Pour parer à un maximum d’éventualités, j’ai tenté d’avoir plus d’un tour dans mon sac, littéralement ou pas, pour passer d’une culture à l’autre, pour faire passer d’une culture à l’autre.
Et parce que c’est plus drôle ainsi, illustrons tout cela sous forme de petites anecdotes de voyage. La série d’articles “Passeur de cultures” sera donc dédiée à la mise en valeur de ces moyens qui m’auront permis de créer des passerelles entre les mondes.
Explosion musicale en transsibérien
La célèbre froideur du peuple russe n’est plus à présenter
3 jours de train continus, seul au milieu de russes est un bon moyen pour s’y confronter… … et tenter de passer cette première barrière !
Ma première semaine dans ce monde fut bien solitaire malgré mes tentatives d’approche souriante au succès hélas bien modeste. Malgré mon habitude des relations interculturelles, ces échecs répétés, l’isolement et le bouleversement du changement de vie ont parfois donné une teinte peu colorée à ce début de voyage. Rien de bien grave ceci dit, car ce sont ces moments aussi qui font bouger l’esprit.
Après 2 jours de méditation, contemplation et écriture, je me décide à réaliser un de mes défis personnels
Jouer de l’accordéon dans le transsibérien ! La musique est connue pour être un des ponts entre toutes les cultures ; j’avais donc décidé malgré le poids d’emporter mon accordéon sur le chemin. Me voilà à le sortir, timidement, au milieu de ce wagon dans sa routine du 3ième jour.
Aussitôt les regards se tournent, le contrôleur au visage fermé depuis le début devient tout sourire et accours avant même la première note me montrer une vidéo de passagers musiciens d’un précédant voyage. Leur prestation est top : voilà la barre fixée bien haut !

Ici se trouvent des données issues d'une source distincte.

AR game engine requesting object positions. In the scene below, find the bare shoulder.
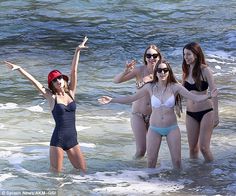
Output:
[201,64,213,78]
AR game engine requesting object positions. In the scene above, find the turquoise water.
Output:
[0,0,236,195]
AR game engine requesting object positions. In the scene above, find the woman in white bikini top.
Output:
[98,61,218,169]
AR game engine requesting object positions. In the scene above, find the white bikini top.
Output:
[151,95,175,108]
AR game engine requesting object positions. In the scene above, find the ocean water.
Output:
[0,0,236,195]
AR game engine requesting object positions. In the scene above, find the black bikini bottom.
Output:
[186,108,213,123]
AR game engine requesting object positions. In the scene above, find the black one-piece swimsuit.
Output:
[50,99,78,150]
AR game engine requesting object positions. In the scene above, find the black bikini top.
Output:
[184,80,208,91]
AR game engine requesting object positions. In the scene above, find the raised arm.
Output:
[98,85,149,104]
[113,60,137,83]
[4,61,52,99]
[173,84,218,102]
[69,37,88,96]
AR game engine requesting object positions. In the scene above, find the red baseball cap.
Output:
[48,69,69,87]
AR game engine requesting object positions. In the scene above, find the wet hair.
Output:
[143,44,163,65]
[182,42,207,90]
[49,79,70,95]
[152,60,182,112]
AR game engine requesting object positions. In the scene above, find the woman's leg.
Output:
[66,144,86,173]
[131,114,147,159]
[147,129,162,168]
[199,111,214,162]
[186,115,200,159]
[166,127,181,169]
[49,146,64,172]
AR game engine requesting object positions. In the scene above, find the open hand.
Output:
[76,36,88,49]
[4,61,20,70]
[98,96,112,104]
[125,60,136,72]
[211,88,219,97]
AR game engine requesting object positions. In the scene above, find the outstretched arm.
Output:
[203,67,219,127]
[4,61,52,99]
[174,84,218,102]
[98,85,149,104]
[113,60,136,83]
[69,37,88,96]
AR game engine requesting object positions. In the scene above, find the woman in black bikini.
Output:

Les attentions sont maintenant fixées. Je me lance avec quelques premières notes de Korobeïniki, le fameux thème du jeu Tetris ; depuis le temps que je voulais faire cela en Russie ! Cela semble plaire, on m’interpelle, me questionne en russe de toute part. Me voilà bien démuni avec mes quatre mots de russe. Une dame d’un certain âge à quelques banquettes de là et correspondant trait pour trait à l’imaginaire de la vielle russe au caractère bien trempé se retourne et me baragouine quelque chose du genre : “Можете ли вы играть черные глаза?”.
Face à mon regard vide, elle se met à chanter “les yeux noirs” à capella ! Bien malheureux de ne pas l’avoir appris plus tôt avec mon frère et ma soeur qui l’interprétaient fort bien lors de nos rencontres musicales, je lui fais comprendre que je ne sais la jouer.
Qu’à cela ne tienne ! On part en duo sur Katyusha, elle chantant, moi jouant et la moitié du wagon tapant des mains. Puis sur Kalinka, la voilà qui se met à danser en plus !
Le hasard aura voulu qu’une émission soit tournée dans le train ce même jour. Le contrôleur réalisant cela s’élance dans les autres wagons à la recherche de l’équipe de tournage et reviens plus tard avec eux. Nous voilà reparti de plus belle pour je ne sais quelle émission ou vidéo promotionnelle.
Cette épisode passé, l’ambiance changea complètement dans le wagon. Une jeune fille russe parlant anglais se manifesta et pris le rôle de l’interprète. Malgrè les quelques maigres heures restantes avant ma destination, les échanges furent à partir de ce moment là très riches. Les questions pleuvaient dans les deux sens, on s’échangeait ici et là des mets plus ou moins identifiés aux saveurs surprenantes. J’ai même failli finir marié par la grand-mère russe !
La chaleur humaine entre tous était alors palpable, confirmant ainsi que cette soi-disant froideur russe n’est autre qu’un cliché de plus.
Vous l’aurez compris la musique et, dans le cas de cette histoire, l’accordéon sont un magnifique passeur de cultures. Les trois kilos cinq en plus dans mon paquetage sont bien peu en comparaison des instants passés dans ce train et de ce que j’ai pu apprendre de cette culture russe.